The number one tip professional photographers give those learning how to take their photography to the next level is to turn off your camera's flash. If you’ve ever caught a modelling reality show you might wonder why this is the case when so many of these high end shoots appear to be using flash. What isn’t explained is that in most cases the flash being used on the sets is professional fill lighting, which is quite different from the automatic flash on any camera from an iPhone to a DSLR. Learning how to use natural light instead of relying on your flash will instantly improve your photos and will produce better photos on canvas without spending a ton of money on pro level lighting equipment!
A camera's pop-up flash is the culprit for many unflattering and two dimensional pictures. If you are wanting more dimension and depth in your photos then do not trust that little pop-up flash. The same can be said for many point and shoot cameras. There is a mode that turns the flash off. Find it and use it as often as possible. It looks like a lightning bolt with a line through it. The problem with on-board flashes is two fold. First is that they are on the same axis as your camera lens. That means that the flash is firing straight at your subject. Great if you just want a quick snapshot of something just for the sake of lighting it up, but pretty bad if you want some directional lighting (like window light). Second is that the pop-up flash has a mission. It is trying to make whatever it is lighting up the same brightness every single time. On some DSLR's you might have a little control over this, but overall your photos all end up with a two dimensional look. Look for natural light that will help shape and flatter your subject. I mentioned window light already. That is quite possibly the best way to learn about how light can shape your subject.
Now that you know a little more about the detrimental impacts of flash, it’s time to look at the benefits of natural light. Human eyes have developed to prefer natural light and the warm tones that it creates, in life and in photos alike. The "naturalness" of photos taken using natural light makes us instinctively prefer these types of images, especially since natural light helps smooth skin tones and creates shadows and highlights that look perfectly regular.
Timing is everything when you are aiming to maximize the natural light available in your photos. The best times to take photos using natural light are in the mornings and in the afternoons. At these times sunlight is strong and warm, with an angle that creates flattering shadows.
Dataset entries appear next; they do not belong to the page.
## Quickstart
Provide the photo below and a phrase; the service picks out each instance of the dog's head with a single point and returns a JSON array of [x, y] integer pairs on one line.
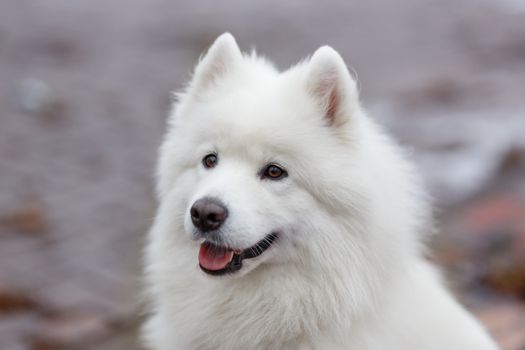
[[265, 168]]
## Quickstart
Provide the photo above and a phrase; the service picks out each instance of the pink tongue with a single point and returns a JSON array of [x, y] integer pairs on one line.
[[214, 258]]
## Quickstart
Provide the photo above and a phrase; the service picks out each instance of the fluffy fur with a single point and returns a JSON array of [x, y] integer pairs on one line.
[[347, 270]]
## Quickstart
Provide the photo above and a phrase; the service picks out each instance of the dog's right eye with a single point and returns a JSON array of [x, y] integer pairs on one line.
[[210, 160]]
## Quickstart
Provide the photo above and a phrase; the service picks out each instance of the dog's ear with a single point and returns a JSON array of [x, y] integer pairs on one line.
[[221, 57], [331, 85]]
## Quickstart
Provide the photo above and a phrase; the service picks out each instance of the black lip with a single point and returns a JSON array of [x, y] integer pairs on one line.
[[249, 253]]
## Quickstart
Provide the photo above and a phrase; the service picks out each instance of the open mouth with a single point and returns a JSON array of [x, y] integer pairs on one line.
[[216, 260]]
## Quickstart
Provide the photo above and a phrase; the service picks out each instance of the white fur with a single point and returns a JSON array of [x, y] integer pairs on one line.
[[347, 271]]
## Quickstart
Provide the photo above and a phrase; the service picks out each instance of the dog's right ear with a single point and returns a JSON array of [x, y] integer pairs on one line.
[[221, 57]]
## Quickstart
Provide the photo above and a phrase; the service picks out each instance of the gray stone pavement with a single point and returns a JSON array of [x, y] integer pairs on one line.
[[84, 90]]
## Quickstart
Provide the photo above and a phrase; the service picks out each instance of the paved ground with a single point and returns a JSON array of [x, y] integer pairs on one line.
[[83, 95]]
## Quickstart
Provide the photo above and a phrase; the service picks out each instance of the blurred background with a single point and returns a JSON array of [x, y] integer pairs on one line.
[[84, 91]]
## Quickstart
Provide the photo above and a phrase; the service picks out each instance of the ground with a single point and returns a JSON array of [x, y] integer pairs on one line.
[[85, 88]]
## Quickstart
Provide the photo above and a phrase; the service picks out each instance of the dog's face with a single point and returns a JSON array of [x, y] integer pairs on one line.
[[251, 163]]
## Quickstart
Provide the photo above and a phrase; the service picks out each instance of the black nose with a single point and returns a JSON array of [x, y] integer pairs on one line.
[[208, 214]]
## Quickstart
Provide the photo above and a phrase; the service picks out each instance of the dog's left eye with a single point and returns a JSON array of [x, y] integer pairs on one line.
[[274, 172]]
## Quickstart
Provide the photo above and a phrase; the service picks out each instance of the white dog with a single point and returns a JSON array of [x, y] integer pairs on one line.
[[289, 220]]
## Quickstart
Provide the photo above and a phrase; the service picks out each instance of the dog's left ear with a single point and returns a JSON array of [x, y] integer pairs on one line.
[[331, 85], [221, 57]]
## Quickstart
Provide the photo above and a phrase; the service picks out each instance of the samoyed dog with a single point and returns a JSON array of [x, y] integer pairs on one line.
[[288, 219]]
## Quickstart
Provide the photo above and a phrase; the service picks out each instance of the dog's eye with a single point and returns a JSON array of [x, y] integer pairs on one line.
[[210, 160], [274, 172]]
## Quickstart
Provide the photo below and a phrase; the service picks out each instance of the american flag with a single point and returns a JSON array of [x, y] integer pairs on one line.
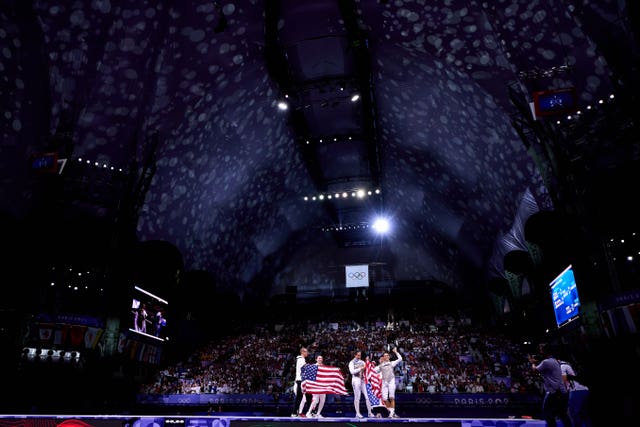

Between about 11 AM and 2 PM however, the sun’s direct overhead position can cause the same types of photographic issues as flash: deep, unflattering shadows and highlighting of tonal differences in skin and other subjects.
While you can’t control the sun and can’t always control the timing of the perfect photo opportunity, there are a few things you can do to swing the natural light advantage in your favor. Learn how to manage your camera on manual settings so that you can control the amount of light in your photos, which is helpful to increasing or decreasing the natural light as conditions require. Take the time study your camera’s ISO capabilities as well; higher ISOs can help in low light situations. Finally, turn off indoor lights when possible and open as many curtains and blinds as you can to let the light in for indoor photos.